At Jesus’s mention of all things being possible for God, hearers of St. Mark’s whole Gospel account will remember, from earlier in the account, when Jesus’s disciples thought anyone’s being saved was impossible and Jesus’s similarly said all things were possible with God. What was impossible for them and for us is possible for God because Jesus died and rose. For us and for our salvation, He sacrificed His human will, His human life, and, dare we even say, His divinity itself. As one commentator says, “What deep, incomprehensible humiliation on the part of Christ! And yet there is not the slightest murmuring or opposing the will of God.” Instead, His divine nature strengthens His human nature to produce “courage worthy of God”. After wrestling in prayer, He courageously put His human will in our service. Jesus may have asked His Father to save Him from the hour, but in the end, in keeping with His Father’s will, He drank the cup His Father had given Him. He both experienced that hour and drank that cup for us, so that, by grace through Faith in Him, we might be saved, with the forgiveness of our sins.

As Jesus entreats His dear Father to remove the cup, hearers of St. Mark’s whole Gospel account will also recall, from earlier in the account, Jesus’s conversation with James and John, who wanted to sit at His right and left hands in His glory. Jesus asked them if they were able to drink the cup He would drink and to be baptized with the baptism with which He was going to be baptized. In other words, Jesus framed His death for us in terms associated with the ways Jesus gives us the forgiveness of sins, the forgiveness of sins He won for us by that very same death. In His crucifixion, Jesus is baptized into God’s wrath and drinks of the cup of that wrath. When we are baptized and drink of the cup of blessing of the Lord’s Supper, we overcome death. Made God’s children at the font and fed the family meal at the rail, we are led by the Holy Spirit—Whom St. Paul calls “the Spirit of [God’s] Son” and “the Spirit of adoption as sons”—we are led by that Holy Spirit to pray, “Abba, Father!”

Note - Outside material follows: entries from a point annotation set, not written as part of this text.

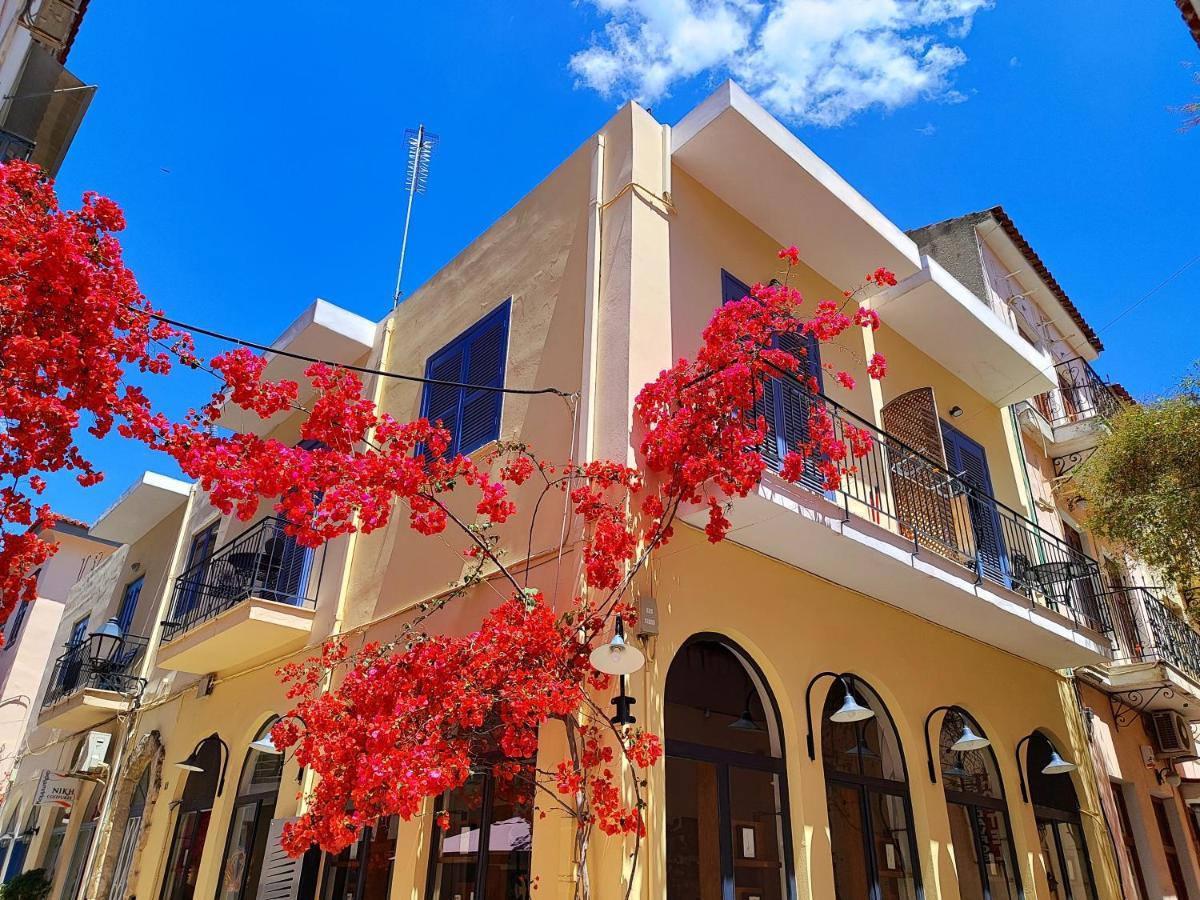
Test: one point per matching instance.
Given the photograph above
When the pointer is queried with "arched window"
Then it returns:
(83, 843)
(979, 825)
(130, 835)
(1060, 825)
(867, 787)
(192, 823)
(727, 817)
(461, 864)
(251, 820)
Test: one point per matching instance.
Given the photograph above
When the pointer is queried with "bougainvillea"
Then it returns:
(389, 726)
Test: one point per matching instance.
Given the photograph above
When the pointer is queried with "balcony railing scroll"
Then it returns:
(1081, 394)
(264, 563)
(1146, 629)
(899, 487)
(97, 663)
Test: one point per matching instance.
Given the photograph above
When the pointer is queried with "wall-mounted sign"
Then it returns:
(55, 790)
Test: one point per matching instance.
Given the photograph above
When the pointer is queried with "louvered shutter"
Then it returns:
(281, 875)
(484, 365)
(969, 460)
(441, 402)
(923, 499)
(784, 405)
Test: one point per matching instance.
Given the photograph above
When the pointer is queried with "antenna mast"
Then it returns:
(420, 149)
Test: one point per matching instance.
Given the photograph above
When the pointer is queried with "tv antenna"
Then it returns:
(420, 149)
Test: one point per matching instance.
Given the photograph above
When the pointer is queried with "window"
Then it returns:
(867, 790)
(785, 405)
(726, 785)
(195, 569)
(477, 358)
(130, 837)
(1060, 827)
(462, 865)
(1169, 849)
(251, 819)
(1129, 841)
(192, 826)
(979, 826)
(18, 619)
(130, 604)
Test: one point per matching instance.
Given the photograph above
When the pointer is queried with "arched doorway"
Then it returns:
(979, 826)
(727, 817)
(867, 787)
(1060, 825)
(250, 822)
(192, 822)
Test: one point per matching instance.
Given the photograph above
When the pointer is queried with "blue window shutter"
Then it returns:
(441, 403)
(477, 357)
(784, 406)
(481, 409)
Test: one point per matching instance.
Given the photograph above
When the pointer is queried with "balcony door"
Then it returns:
(967, 460)
(786, 405)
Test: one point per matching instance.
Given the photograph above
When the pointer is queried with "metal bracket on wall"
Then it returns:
(1128, 706)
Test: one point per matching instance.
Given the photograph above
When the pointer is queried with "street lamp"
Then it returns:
(851, 709)
(1056, 766)
(193, 763)
(966, 742)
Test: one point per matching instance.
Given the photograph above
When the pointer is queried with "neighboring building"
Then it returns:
(30, 629)
(1191, 12)
(1141, 706)
(41, 102)
(941, 581)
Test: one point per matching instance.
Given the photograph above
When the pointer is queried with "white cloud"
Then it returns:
(817, 61)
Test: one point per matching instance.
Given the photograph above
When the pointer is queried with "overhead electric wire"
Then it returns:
(363, 370)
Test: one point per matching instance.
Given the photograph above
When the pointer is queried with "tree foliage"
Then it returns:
(1143, 483)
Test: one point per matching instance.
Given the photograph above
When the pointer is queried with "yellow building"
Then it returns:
(871, 693)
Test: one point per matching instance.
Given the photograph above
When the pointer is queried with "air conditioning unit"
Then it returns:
(90, 760)
(1173, 733)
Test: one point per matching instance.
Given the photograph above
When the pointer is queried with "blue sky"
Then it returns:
(261, 161)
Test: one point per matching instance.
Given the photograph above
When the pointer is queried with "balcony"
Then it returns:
(93, 681)
(252, 600)
(1157, 659)
(905, 529)
(1071, 414)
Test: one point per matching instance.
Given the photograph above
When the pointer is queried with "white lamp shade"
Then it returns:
(1057, 766)
(617, 658)
(851, 712)
(969, 741)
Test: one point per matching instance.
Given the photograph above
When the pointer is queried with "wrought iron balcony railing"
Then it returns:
(97, 663)
(264, 562)
(949, 514)
(1146, 629)
(1081, 394)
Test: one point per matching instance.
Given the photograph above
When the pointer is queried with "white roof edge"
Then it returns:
(148, 479)
(331, 316)
(731, 95)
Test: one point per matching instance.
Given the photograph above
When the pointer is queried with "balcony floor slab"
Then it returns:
(250, 633)
(83, 709)
(799, 528)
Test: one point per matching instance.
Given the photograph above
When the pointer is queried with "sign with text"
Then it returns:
(55, 790)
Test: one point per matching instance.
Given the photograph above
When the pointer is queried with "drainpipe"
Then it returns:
(592, 304)
(1030, 507)
(352, 543)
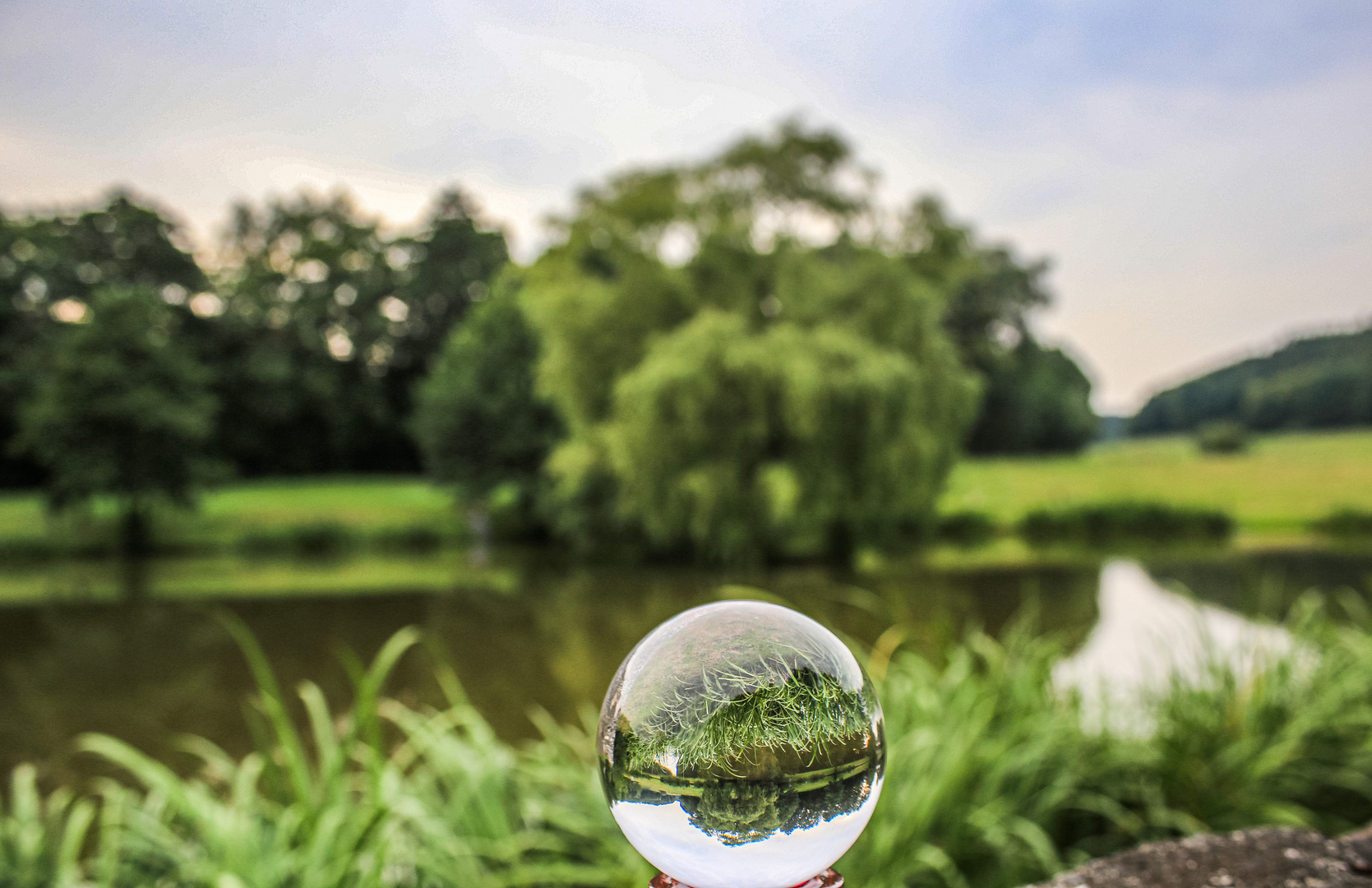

Our opening hymn invited us to “Go to dark Gethsemane” in order to “learn of Jesus Christ to pray”. Indeed, as we heard in the Reading, Jesus asked His three closest disciples to watch and pray so that they would not enter into temptation. As for Jesus and His disciples, so also for us: prayer truly is a way of fighting temptation. But, prayer is a way of fighting temptation only because prayer seeks the One by Whose help we are enabled to resist temptation. As we are taught, we pray, “Our Father … Thy will be done … lead us not into temptation”. Yet, even The Rev. Dr. Luther said he could not pray that Lord’s Prayer without sinning, and maybe neither can we. And, what is more, we ultimately still too often give in to the very temptations we might have been praying God to enable us to resist. So, we live daily in repentance and faith, not only during the penitential season of Lent, but every day of every season. We repent and believe and so return to our Baptisms and to the Lord’s Table to receive the forgiveness we so desperately need.

By nature, our sinful human flesh does not like the sort of daily death that repentance is, but our redeemed human will knows better, and it, like Jesus’s human will, submits to God’s Divine will, saying, “Not what I will, but what You will”. The submission of Jesus’s human will to the divine will resulted in Jesus’s suffering and death, and our submission of our human wills to the divine will may result in the same. Despite such a risk of suffering and death, neither our prayer nor our submission changes. Put another way, the words our Office Hymn puts in Jesus’s mouth become our words:

Yes, Father, yes, most willingly / I bear what you command me;
My will conforms to your decree, I risk what you have asked me. …

Amen.

The peace of God, which passes all understanding, keep your hearts and minds in Christ Jesus. Amen.